New Zealand Dog News

Reviewing the dog news in New Zealand with editors comments. Someone needs to keep reviewing how our dogs are doing in society.

August 06, 2006

I just wanted apology, says police dog victim

An innocent man bitten by a police dog says he would not have taken a $40,000 lawsuit to the Court of Appeal if police had simply apologised. That's why you never hold your breath with them. They always think they're right, and if they think they may be wrong, they'll try to make it right. Planting of evidence comes to mind! Nothing like that happened to me, but one reads a lot, and it creates an opinion...

West Aucklander Matini Vaihu has just been given permission to take his claim back to court. The case revolves around whether a police dog's actions can be separated from that of a handler. Well, if you can be charged for hurting a police dog because it's considered part of the police force, I don't think that one can separate a dog's actions from that of a handler. Besides, the dog is as good or as bad as the dog owner...

Four years ago, Vaihu had an artery in his left arm severed and he lost two litres of blood after being bitten by police dog "Willis" in New Lynn, Auckland. Police had suspected the then 25-year-old of being involved in kicking signs over at a local petrol station. Racial, I'd say!

Vaihu was in fact vomiting in a nearby carpark after suffering stomach cramps induced by pills taken for his kidney problems. He was on dialysis at the time.
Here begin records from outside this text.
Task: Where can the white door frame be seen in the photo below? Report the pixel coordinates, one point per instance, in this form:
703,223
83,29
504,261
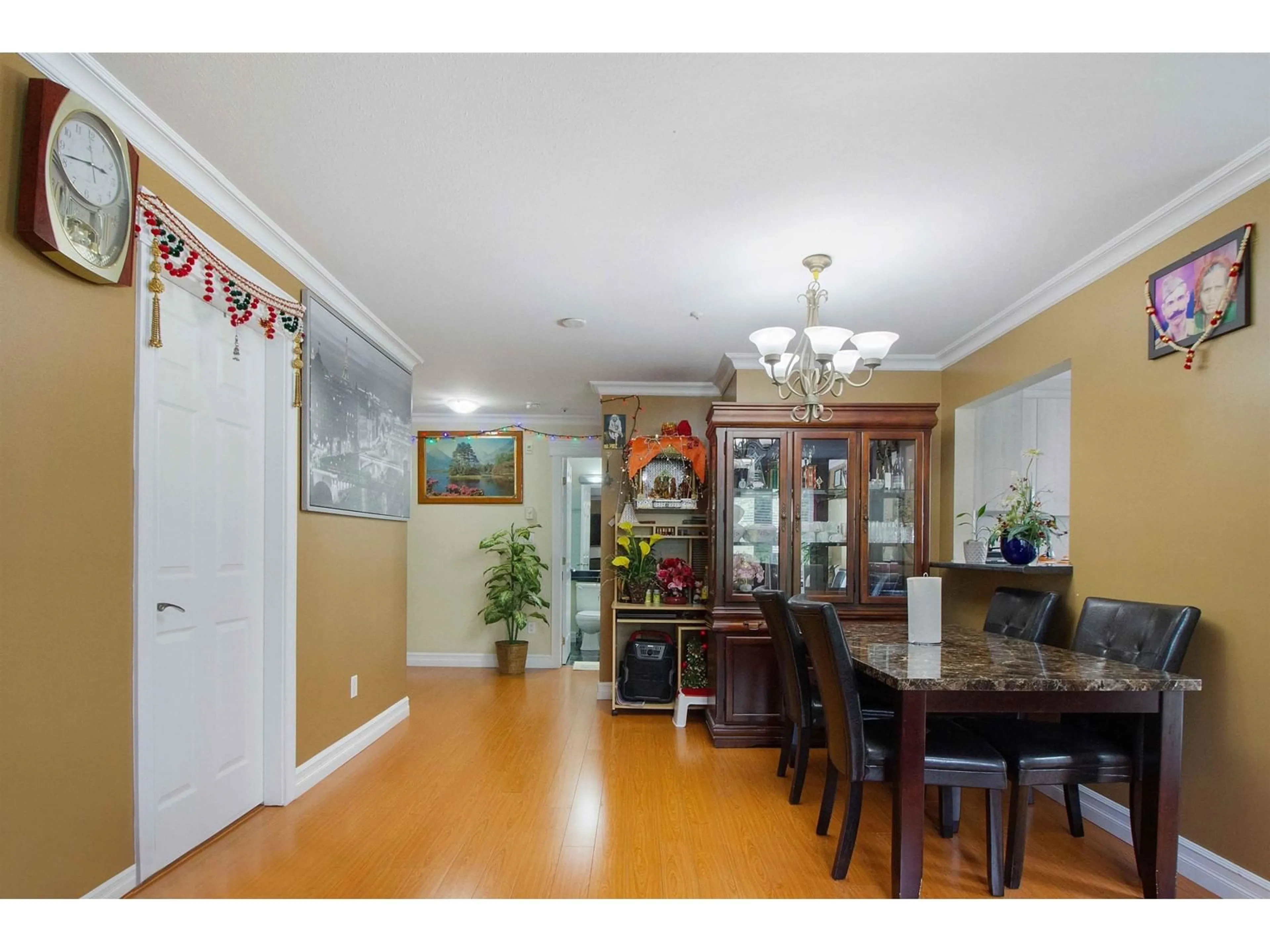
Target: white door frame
561,451
281,504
"I'm sick of it," Vaihu said yesterday. "I never cared about the money. I cared about the officer - if he came to the hospital and said he was wrong, I would have done nothing about it."

Vaihu said he could hear the police dog's breath while vomiting in the carpark. He had pulled over while on his way home from his girlfriend's house.

"I turned around to get into my car and the dog jumped from the other side, right towards my groin. I pushed it away and he grabbed my arm and took pieces out of my arm."

Vaihu's left arm was already weakened because it was where he had a shunt inserted for his regular dialysis sessions. He says it took about 20 seconds before the dog's handler, Constable Chris Taylor, arrived.

As soon as he realised it was a police dog, Vaihu said he laid down on the ground. While he tried to explain why he was vomiting in the carpark, Taylor told him he was under arrest. I never heard of vomiting to be a crime !!

"I tried to explain my condition but it took a long time for them to ask for an ambulance to the hospital."

A St John's report says Vaihu was lying in a pool of blood when ambulance officers arrived. He spent four days in hospital having his arm treated.